On the same day that I made these arrangements, I was thinking about economic styles of music, art, and writing.  Among the many examples of the aesthetic I had in mind were a couple of scenes in Shakespeare, that popped into my head, as well as the opening line of Milton’s famous epic, which reads:  “Of man’s first disobedience and the fruit of that forbidden tree”.  Part of the brilliance of this line is how simply it conveys something so large and complicated.  Instead of droning on and on pedantically to lay out the details of a theological framework for the ‘fall of man’, Milton leans into the lexical and philosophical associations already built into the English language—perhaps placed their directly by the hand of God himself—in order to discuss not only the hamartiology of an ‘original sin’ or ‘total depravity’, nor the soteriology of ‘salvation’, but the entire human understanding of all the associated ideas, dreamings, and truths that have been passed down via the Indo-European language from before the time of the Romans to the present, now to be contained in the single English word ‘fruit’.

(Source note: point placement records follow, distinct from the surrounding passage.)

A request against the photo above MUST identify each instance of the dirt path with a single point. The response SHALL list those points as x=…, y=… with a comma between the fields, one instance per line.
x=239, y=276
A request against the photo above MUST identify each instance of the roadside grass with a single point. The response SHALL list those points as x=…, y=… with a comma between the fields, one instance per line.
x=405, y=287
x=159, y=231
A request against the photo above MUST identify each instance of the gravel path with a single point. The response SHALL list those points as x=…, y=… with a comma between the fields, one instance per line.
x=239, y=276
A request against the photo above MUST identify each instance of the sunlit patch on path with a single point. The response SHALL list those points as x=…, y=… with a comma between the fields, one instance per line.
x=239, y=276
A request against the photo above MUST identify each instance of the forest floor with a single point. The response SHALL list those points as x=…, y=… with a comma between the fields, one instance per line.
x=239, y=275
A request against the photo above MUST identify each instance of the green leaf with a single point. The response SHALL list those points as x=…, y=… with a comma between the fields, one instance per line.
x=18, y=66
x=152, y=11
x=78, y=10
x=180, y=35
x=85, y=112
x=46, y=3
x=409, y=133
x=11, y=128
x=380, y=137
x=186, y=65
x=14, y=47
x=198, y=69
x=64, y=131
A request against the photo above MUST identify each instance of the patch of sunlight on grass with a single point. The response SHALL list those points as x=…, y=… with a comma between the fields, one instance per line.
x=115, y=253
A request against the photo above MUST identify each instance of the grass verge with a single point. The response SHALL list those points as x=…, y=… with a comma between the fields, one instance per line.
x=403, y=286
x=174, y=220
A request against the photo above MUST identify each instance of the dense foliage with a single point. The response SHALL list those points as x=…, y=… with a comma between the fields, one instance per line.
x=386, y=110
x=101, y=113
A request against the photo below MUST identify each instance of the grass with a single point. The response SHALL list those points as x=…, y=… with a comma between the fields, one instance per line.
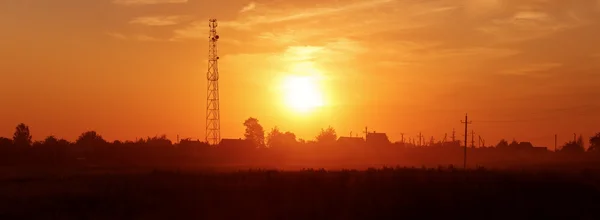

You may have already sensed this by now if you read this blog often, but I am, quite frankly, all about complexity.  I make nearly every form of art or study that I engage in as complicated as I possibly can.  But the reason things ought to be so complex, in my mind, is because that’s the only way they can become simple.  One of the greatest transformations that western languages have undergone over time is simplification.  Dead languages often have very complicated grammars, and it is through these original complex systems that modern languages have come to posses the power they hold today in their much simpler forms.  We might also note, however, the way this complexity supported something simpler even in the ancient languages themselves.  If this post were written in Ancient Greek or Latin, you would probably be finished reading it by now (assuming you were as fluent in one of those languages as you are in English).   Indeed, you would have probably finished reading a good while ago; the reason for this is that the more complicated grammars allowed for more economic communication—simpler sentences had more complicated meanings than in modern English.

I am not here by proposing that ‘less is more’.  That’s ridiculous!  Less is less.  But somehow the God of the universe has been able to communicate to humanity everything they need to know in order to be self-conscious and self-willing creatures, and if so much is possible, then is it not our duty, as artists, thinkers, and human beings, to at least try, by virtue of that very possibility, to stuff the entire human experience into something portable and sharable?

The beauty of fractals is that no matter how much or how little of their detail you can make out, they look similar and appear the same.